Hearing is Reading!
How audiobooks support young readers with dyslexia and other language disorders
Imagine with me, if you will, that you are in elementary school, learning to read, but struggling. You see all your friends breeze right through reading class. While they’re reading the latest Diary of a Wimpy Kid or Goosebumps, every time you look at the pages, all you see are the letters jumbled up and sometimes even falling off the page.
It takes you so much longer to read than your friends that you just don’t want to bother with it anymore. You end up failing all the reading quizzes at school because it takes you so long. You know you are smart in other things, but reading becomes harder every day.
Then one day, you go to the library to find a really easy book to read and the librarian suggests audiobooks. You and your parents look at each other as if she must be crazy because no way did that just happen. Isn’t listening to audiobooks cheating?
I am here to tell you: Listening to audiobooks is NOT cheating! It’s reading!
As a Youth Librarian with an undergraduate degree in Speech Language Pathology, I can assure you that audiobooks can actually help, especially when paired with the print version of the book. It will allow children to see and hear the book at the same time, which can help them gain reading fluency and comprehension.
Similar scenarios happen nearly every week at my branch. Many times, it’s the parents who approach me without the child because the child is so frustrated with reading she doesn’t even want to go to the library. They tell me they know their child is smart and they want her to succeed, but nothing is working. They know reading is important, but have been told all their lives that listening to audiobooks isn’t really reading. Another concern voiced by parents is that print reading will suffer if their child listens instead of reading printed material.
Let me put your mind at ease and say it again: Listening to books helps your child stay current on oral language skills, specifically word knowledge and vocabulary, which can, in turn, aid your child in print (eye) reading fluency and comprehension.
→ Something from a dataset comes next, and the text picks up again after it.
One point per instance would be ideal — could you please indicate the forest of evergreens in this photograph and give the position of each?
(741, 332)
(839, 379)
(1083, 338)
Ear Reading vs Eye Reading
The International Dyslexia Association defines ear reading as reading using audiobooks or similar text-to-speech software; the verbal words are processed through the ears and eyes simultaneously and then processed in the brain. They go on to define eye reading as the more recent traditional learning letters and sounds to form words and sentences. Eye reading is processed solely through the eyes and then the brain. Studies show that when a child with a language processing disorder reads with his ears and eyes at the same time, his comprehension dramatically increases.
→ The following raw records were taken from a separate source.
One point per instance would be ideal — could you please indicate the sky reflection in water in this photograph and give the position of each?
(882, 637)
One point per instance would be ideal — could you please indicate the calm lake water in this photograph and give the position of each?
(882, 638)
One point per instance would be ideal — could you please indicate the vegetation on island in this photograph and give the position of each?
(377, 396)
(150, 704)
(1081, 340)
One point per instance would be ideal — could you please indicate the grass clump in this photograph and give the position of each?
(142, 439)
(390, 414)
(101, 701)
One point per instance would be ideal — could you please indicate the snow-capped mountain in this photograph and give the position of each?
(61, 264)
Side note: Reading as we know it today is a fairly recent language development. Learning, for much of history, took place when listening to others. Oral storytelling was the entertainment of choice until the past few hundred years for many cultures. I say all that to say we’re kind of hard-wired to enjoy hearing stories and to learn by hearing.
Fluency and Comprehension
Emerging readers and people with language processing disorders often read one word at a time. Listening assists them in forming coherent sentences as they read, which leads to improved comprehension. When children listen to books and see the printed words in front of them at the same time, they develop fluency in reading, and comprehension is greatly enhanced. Audiobooks provide another tool that parents have at their disposal to promote their child’s education.
Listening to audiobooks is an immersive experience that can help people with language processing disorders to develop their imagination and promote a love of books; it allows them to do other things while they read, like put away their laundry. Audiobooks can also help while the time away on long trips, because, let’s face it, you can only play so much car tag Bingo before you are bored out of your mind.
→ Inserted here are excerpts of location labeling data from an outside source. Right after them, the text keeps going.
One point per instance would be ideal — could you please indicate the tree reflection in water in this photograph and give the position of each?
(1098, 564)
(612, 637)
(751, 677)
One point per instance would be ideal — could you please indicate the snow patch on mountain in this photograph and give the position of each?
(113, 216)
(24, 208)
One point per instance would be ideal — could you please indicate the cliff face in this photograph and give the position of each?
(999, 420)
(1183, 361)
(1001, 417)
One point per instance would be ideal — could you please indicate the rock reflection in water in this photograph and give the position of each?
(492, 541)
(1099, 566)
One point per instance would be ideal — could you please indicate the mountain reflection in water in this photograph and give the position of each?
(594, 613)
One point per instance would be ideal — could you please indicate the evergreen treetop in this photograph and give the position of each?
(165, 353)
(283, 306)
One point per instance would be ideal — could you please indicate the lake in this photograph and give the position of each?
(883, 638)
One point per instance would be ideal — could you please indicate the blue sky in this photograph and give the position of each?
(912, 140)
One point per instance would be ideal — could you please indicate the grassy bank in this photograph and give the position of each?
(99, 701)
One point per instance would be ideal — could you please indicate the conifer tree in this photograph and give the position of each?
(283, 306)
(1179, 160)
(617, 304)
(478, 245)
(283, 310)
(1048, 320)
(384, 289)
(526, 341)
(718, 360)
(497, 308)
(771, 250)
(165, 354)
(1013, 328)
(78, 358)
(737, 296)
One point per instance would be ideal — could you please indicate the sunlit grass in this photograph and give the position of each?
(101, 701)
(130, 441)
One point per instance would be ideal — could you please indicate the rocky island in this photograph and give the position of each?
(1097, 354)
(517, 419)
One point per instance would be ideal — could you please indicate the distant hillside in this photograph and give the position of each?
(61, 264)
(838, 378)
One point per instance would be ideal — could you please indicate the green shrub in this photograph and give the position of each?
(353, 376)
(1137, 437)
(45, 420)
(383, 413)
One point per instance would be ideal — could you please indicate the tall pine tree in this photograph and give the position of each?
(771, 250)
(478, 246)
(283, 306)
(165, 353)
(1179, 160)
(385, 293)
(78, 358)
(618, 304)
Even people without a language processing disorder can take great pleasure in listening to audiobooks. This format helps pass the time while exercising, cleaning, or even when just sitting on the couch with a favorite animal. They also can help you breeze through your reading list while you drive to work, are on a road trip or running errands.
Where to get (FREE!) Audiobooks:
Your Library! We have Audiobooks on CD, Playaways and digital audiobooks. We have several apps for downloading audiobooks to your device: CloudLibrary, Hoopla, Libby (Overdrive) and RBDigital. Please visit your local branch if you need assistance setting up these apps. We’re happy to help.
Bookshare (www.bookshare.org/cms) : It’s a service that provides audiobooks with the read-along aspect for free to qualifying U.S. students. It’s also available for adults for a nominal weekly fee.
There are also text-to-speech programs and apps to go along with Project Gutenberg (free out-of-copyright ebooks). These text-to-speech apps can also assist with transcribing written notes to an audio version of lectures.
If you or someone you know struggles with reading because of dyslexia, audiobooks might be at least a partial solution to the problem and worth considering. Who knows, you might discover you really prefer consuming books for fun by listening. I know I do!